Figure 5.

Y107H colorectal cancer cells show increased sensitivity to the glutaminase inhibitor CB-839. A, Schematic of CRISPR generation of HCT116 colorectal cancer cells with the Y107H mutation (clones A11 and C2) and subsequent screen for compounds that induce enhanced loss of viability in Y107H clones. (Created with BioRender.com.) B, Log IC₅₀ of compounds against HCT116 cells with WT p53 or the Y107H clones A11 and C2. Compounds showing significantly increased sensitivity in both Y107H clones are indicated.
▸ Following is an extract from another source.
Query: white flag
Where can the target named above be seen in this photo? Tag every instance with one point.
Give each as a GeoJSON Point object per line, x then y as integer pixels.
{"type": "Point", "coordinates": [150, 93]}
C, Tumor growth of HCT116 cells with WT p53 or Y107H clone A11 in NSG mice (n = 10–12 per group) after treatment of vehicle or CB-839. After tumors reached 50 mm³, vehicle or CB-839 was administered 2× daily by oral gavage. Linear mixed model estimated difference in decreased tumor growth rate (mm³/day) by treatment with CB-839. ****, P < 0.0001; ns, not significant. D, Final tumor volume, shown as mean volume ± SEM of HCT116 tumors treated with vehicle or CB-839. ****, P < 0.0001; ns, not significant. E, Representative images of HCT116 tumors treated with vehicle or CB-839. F, Representative IHC from HCT116 tumors (n = 3–5 mice per condition) treated with vehicle or CB-839 and stained for the indicated antibodies. Scale bar, 50 μm. G, Percentages of positive cells of IHC HCT116 tumors. Averages ± SEM from at least three random images from n = 3–5 mice per condition. H, HCT116 cells were treated with 40 μmol/L CB-839 for 24 hours and assessed by Western blot for the indicated antibodies. **, P < 0.01; ****, P < 0.0001; ns, not significant, two-tailed unpaired t test with Welch correction.